Mateo Charris, Ángel

Blanco de mares árticos y sueños suprematistas. Blanco de luz y cielo, de evidencia en la nieve. Blanco de lienzo y cine: color de donde escapan las sombras chinescas del horizonte cuadrado.
El blanco se hizo mudo y se perdió entre la nieve. Rompimos el hielo y escarbamos en la escarcha, pero el blanco no apareció.

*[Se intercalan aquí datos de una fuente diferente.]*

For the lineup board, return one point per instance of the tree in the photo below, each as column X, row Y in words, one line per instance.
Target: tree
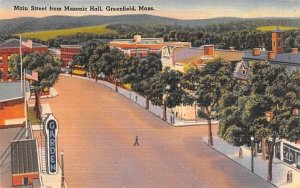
column 117, row 60
column 48, row 70
column 145, row 70
column 108, row 62
column 263, row 108
column 82, row 58
column 215, row 78
column 97, row 63
column 165, row 90
column 279, row 94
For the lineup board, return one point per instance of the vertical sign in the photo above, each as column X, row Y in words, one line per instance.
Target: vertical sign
column 51, row 130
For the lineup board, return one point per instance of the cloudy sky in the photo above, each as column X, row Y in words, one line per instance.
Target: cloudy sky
column 181, row 9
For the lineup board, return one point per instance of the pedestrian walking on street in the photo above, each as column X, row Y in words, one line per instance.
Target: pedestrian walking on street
column 240, row 153
column 136, row 143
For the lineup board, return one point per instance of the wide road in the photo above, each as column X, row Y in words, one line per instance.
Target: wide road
column 97, row 132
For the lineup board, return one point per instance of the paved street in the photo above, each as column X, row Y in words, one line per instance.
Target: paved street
column 97, row 132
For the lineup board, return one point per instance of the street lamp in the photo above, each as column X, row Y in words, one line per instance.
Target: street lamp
column 252, row 162
column 62, row 169
column 165, row 96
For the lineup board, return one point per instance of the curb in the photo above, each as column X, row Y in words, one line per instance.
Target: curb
column 239, row 164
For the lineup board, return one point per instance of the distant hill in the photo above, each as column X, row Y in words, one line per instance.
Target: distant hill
column 51, row 34
column 30, row 24
column 272, row 28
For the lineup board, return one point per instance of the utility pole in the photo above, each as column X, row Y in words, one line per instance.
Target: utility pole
column 62, row 170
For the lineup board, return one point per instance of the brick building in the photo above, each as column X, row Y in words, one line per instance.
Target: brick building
column 277, row 57
column 11, row 47
column 12, row 104
column 176, row 58
column 67, row 52
column 140, row 47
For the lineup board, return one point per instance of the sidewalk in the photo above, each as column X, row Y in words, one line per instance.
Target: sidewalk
column 53, row 93
column 141, row 101
column 260, row 167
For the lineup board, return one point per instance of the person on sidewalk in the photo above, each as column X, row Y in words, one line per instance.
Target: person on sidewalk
column 240, row 153
column 136, row 143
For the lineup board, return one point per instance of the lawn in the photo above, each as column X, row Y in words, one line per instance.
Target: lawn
column 272, row 28
column 31, row 116
column 46, row 35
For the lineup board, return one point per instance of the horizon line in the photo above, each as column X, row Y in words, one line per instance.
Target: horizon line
column 286, row 17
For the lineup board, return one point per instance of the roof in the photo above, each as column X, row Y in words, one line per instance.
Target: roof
column 291, row 58
column 143, row 41
column 15, row 43
column 11, row 90
column 24, row 157
column 189, row 55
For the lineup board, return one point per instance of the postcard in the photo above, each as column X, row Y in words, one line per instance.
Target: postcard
column 132, row 93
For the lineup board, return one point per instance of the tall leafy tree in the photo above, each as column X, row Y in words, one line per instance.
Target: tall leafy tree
column 48, row 70
column 215, row 79
column 145, row 71
column 264, row 108
column 117, row 60
column 108, row 62
column 1, row 74
column 99, row 63
column 82, row 58
column 165, row 90
column 279, row 93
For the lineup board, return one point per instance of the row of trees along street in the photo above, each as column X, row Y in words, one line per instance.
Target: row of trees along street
column 240, row 106
column 45, row 65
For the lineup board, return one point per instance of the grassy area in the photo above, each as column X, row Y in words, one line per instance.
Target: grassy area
column 46, row 35
column 31, row 116
column 272, row 28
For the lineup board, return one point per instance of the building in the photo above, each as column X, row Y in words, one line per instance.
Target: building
column 11, row 47
column 176, row 58
column 67, row 52
column 24, row 162
column 140, row 47
column 277, row 57
column 12, row 113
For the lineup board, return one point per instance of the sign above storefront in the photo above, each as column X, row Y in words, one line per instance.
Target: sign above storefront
column 51, row 131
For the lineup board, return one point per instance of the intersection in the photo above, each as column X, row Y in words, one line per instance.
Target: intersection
column 98, row 128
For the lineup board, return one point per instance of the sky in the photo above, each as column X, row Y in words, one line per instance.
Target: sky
column 180, row 9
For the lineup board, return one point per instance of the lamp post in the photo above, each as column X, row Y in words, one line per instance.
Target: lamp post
column 252, row 160
column 62, row 170
column 165, row 96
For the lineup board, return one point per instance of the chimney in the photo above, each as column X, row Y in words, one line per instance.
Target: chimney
column 209, row 50
column 271, row 55
column 137, row 38
column 28, row 43
column 278, row 41
column 294, row 50
column 256, row 51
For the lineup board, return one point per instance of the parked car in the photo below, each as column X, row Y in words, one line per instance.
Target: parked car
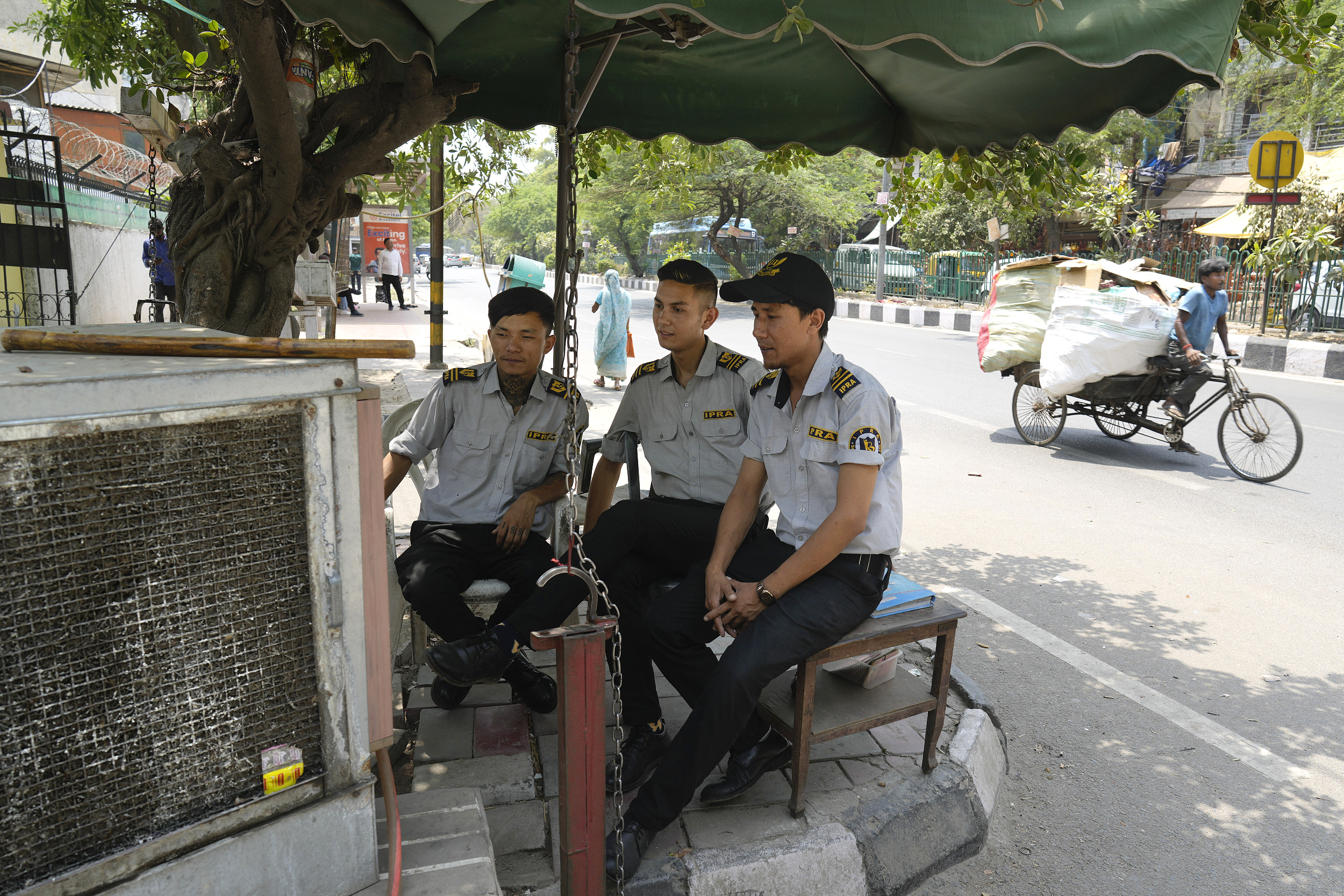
column 856, row 264
column 1319, row 297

De un confín a otro de los polos lo buscamos –en las velas de los barcos, en los ojos de los niños, en las nubes y en la cal– pero nos seguía siendo esquivo, nos dejaba cada vez más huérfanos mientras su leyenda crecía y nuestra fe flaqueaba.
Alguien creyó verlo en un copo de algodón en Alabama, o en un bote de pintura en Barcelona: falsas ilusiones y esperanzas vanas.
Pasó el tiempo y casi aprendimos a olvidar al blanco cuando una calurosa tarde de octubre, sol de mecedora y café, creímos verlo en el fondo de una tarrina de helado. Nos pareció ver su sonrisa limpia y clara saludando desde dentro de la nata.
No fue así, pero el solo recuerdo de su blancura, eterna y juguetona, nos hizo seguir buscándolo el resto de nuestras tardes de otoño, y las siguientes.

Desde el extraño continente al que se fue, el blanco nos tintinea un silencio de voces junto al oído.